Case Study vs Ethnography: Key Differences & When to Use Each

Case Study is a deep, bounded analysis of a single instance—company, patient, event—to test or build theory. Ethnography is immersive, long-term fieldwork within a culture or group to describe patterns of shared meaning.

Both feel like “getting inside” something, so busy founders and junior researchers swap the terms. A Product Manager says “ethnography” when she interviews five users; a grad student calls his semester-long village stay a “case study.” Same sweat, different lens.

Key Differences

Scope: Case Study = one unit, multiple data sources. Ethnography = many actors, one cultural context. Method: Case Study uses documents, interviews, stats. Ethnography demands participant observation, field notes, thick description. Outcome: Case Study yields explanatory propositions; ethnography yields holistic cultural narrative.

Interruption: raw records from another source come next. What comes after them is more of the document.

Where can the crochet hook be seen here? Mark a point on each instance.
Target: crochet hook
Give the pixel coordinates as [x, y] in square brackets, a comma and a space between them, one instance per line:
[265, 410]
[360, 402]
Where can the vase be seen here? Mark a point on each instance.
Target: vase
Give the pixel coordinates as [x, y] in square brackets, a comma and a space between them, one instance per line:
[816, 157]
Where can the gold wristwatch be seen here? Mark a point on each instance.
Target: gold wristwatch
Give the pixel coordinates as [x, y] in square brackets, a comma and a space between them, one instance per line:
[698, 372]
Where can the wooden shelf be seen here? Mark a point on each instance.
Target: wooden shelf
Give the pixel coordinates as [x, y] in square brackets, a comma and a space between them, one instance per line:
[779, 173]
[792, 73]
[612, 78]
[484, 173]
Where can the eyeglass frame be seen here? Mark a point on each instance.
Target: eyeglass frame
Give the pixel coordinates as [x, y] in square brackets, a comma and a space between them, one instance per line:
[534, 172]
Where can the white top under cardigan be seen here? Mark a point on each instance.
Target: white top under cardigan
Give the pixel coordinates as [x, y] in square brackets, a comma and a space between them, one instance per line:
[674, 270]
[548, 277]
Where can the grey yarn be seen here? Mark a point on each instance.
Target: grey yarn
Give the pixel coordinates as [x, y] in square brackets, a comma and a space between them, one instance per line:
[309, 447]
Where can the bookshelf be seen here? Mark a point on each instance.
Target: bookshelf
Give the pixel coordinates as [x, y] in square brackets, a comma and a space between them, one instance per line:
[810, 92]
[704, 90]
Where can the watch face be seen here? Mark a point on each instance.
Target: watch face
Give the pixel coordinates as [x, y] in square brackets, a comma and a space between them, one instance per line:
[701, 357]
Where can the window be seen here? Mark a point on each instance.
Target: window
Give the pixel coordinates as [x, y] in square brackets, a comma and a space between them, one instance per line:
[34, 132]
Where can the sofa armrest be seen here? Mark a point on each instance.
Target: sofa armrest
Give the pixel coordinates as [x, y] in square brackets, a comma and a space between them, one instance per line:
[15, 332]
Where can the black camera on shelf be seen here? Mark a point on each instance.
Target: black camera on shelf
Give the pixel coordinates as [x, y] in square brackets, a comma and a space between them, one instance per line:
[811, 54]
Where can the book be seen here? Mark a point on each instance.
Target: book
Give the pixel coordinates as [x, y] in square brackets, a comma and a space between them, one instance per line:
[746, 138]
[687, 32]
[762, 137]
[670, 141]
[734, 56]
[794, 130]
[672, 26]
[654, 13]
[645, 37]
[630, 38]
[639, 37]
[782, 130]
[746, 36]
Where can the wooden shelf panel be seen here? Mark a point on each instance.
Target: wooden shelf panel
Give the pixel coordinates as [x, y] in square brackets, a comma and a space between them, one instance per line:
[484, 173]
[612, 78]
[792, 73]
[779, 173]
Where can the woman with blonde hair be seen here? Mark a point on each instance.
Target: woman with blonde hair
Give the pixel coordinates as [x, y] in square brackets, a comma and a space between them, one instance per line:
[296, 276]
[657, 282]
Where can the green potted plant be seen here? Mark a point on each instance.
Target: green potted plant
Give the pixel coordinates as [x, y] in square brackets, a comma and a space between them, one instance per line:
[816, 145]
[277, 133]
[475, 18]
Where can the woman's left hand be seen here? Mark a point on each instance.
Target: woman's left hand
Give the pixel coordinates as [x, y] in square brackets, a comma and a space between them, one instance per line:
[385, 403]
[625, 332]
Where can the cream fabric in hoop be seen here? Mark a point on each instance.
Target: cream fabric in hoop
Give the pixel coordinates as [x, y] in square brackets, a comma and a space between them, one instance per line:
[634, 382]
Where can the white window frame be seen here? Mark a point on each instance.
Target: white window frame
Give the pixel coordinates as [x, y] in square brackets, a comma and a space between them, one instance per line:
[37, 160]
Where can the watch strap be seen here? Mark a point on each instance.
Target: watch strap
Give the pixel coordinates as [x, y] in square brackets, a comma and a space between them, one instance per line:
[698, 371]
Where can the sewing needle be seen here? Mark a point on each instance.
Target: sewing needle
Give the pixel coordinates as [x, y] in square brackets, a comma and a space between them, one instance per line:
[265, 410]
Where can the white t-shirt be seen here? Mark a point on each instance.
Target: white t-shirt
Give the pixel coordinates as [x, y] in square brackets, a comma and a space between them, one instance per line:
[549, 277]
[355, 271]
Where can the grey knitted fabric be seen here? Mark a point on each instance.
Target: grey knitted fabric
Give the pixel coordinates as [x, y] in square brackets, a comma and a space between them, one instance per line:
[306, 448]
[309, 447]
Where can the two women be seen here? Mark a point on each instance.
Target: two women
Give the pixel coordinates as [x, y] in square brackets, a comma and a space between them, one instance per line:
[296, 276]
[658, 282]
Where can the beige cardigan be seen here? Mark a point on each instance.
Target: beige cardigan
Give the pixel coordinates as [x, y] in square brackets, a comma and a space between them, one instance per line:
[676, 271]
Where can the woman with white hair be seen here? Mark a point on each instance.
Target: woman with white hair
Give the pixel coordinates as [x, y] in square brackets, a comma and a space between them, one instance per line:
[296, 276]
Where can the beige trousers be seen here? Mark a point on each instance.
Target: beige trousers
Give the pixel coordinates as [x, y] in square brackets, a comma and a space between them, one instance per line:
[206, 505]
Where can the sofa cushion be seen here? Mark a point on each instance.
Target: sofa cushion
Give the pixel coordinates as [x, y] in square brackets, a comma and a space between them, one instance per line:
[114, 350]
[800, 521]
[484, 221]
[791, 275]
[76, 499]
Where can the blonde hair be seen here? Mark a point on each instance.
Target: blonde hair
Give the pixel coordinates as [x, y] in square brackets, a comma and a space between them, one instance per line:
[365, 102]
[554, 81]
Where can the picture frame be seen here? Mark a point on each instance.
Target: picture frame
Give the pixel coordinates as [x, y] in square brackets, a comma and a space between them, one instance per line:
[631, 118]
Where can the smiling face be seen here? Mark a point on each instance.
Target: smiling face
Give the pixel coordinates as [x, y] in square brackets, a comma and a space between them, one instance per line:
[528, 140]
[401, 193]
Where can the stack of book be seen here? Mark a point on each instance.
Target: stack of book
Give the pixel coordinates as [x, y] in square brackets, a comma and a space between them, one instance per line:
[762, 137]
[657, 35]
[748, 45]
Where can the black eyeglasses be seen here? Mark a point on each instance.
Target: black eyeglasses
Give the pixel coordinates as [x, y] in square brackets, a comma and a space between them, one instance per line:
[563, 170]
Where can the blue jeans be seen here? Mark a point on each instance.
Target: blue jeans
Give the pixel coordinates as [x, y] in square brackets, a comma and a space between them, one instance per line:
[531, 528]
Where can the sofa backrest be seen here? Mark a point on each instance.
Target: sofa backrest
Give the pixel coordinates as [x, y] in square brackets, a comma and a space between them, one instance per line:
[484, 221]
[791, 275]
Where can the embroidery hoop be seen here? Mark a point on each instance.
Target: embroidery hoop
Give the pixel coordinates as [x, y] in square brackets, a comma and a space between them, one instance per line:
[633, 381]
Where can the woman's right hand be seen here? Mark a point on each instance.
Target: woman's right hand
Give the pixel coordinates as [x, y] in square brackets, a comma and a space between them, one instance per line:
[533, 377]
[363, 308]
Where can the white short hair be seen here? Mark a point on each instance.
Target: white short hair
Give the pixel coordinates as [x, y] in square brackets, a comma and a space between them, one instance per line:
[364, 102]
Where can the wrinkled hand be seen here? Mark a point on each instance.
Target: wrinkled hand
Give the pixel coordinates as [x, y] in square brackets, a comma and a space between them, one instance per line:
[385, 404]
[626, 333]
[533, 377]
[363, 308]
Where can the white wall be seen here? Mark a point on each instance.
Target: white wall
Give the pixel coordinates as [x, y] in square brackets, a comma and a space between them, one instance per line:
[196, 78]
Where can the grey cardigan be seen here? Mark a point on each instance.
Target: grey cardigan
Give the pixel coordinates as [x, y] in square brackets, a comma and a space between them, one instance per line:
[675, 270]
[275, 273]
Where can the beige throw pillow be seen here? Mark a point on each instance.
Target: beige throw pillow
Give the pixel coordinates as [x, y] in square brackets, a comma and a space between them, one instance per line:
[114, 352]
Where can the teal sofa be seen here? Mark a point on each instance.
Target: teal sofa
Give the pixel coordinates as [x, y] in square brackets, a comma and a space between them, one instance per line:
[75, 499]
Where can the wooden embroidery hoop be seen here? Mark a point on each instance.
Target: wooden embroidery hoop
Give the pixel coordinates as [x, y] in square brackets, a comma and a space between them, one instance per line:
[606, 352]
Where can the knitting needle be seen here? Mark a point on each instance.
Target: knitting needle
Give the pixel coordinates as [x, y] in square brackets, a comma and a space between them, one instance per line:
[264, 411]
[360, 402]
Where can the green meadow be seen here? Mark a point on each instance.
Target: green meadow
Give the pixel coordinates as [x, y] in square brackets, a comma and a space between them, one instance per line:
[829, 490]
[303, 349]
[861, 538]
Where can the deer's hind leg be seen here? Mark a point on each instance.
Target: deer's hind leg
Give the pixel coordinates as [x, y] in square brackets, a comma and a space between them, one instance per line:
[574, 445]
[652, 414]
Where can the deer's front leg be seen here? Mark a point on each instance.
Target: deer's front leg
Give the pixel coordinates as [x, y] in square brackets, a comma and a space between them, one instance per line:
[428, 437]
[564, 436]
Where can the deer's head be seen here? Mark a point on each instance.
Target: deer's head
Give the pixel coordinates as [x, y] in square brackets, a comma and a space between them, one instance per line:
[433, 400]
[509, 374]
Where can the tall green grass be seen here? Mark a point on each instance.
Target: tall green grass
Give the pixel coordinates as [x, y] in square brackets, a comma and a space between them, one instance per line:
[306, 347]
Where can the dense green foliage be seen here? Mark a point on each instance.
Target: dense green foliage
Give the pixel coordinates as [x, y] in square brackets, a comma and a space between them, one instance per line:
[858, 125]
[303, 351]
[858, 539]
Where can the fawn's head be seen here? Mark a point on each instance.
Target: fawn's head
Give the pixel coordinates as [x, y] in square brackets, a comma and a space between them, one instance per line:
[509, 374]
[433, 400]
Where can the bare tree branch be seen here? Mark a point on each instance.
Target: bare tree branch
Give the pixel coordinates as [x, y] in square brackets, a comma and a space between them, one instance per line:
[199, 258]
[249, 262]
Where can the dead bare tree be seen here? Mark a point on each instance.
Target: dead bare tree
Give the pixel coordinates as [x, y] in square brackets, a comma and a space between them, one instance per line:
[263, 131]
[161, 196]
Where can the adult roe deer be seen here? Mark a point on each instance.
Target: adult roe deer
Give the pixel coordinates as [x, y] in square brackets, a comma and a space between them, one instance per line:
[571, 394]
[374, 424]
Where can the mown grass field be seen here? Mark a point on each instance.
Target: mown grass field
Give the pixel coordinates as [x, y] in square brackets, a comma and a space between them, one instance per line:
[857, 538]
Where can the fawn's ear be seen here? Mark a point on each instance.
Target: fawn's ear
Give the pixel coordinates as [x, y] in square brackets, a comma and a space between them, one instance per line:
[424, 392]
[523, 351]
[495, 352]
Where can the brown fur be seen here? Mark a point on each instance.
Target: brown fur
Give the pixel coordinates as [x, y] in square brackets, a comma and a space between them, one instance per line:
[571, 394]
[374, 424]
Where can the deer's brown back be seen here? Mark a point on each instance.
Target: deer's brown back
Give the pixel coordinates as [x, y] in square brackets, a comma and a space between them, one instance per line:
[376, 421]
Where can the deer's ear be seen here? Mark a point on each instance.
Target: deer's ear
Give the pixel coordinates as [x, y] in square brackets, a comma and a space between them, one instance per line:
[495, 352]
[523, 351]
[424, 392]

Which One Should You Choose?

Use Case Study when you need fast, targeted insight into a bounded phenomenon—product failure, policy rollout. Pick Ethnography when behavior only makes sense inside its living context—ritual, workplace jargon, online subculture. Budget and access decide: weeks vs months, Zoom vs sleeping in the village.

Can I mix both in one project?

Yes. Start with ethnography to map context, then zoom into a case study of a pivotal event.

How long does each take?

Case study: 4–12 weeks. Ethnography: 3–18 months, sometimes years.

Is covert observation ethical in ethnography?

Rarely. Obtain informed consent unless observing public behavior where identity risk is minimal.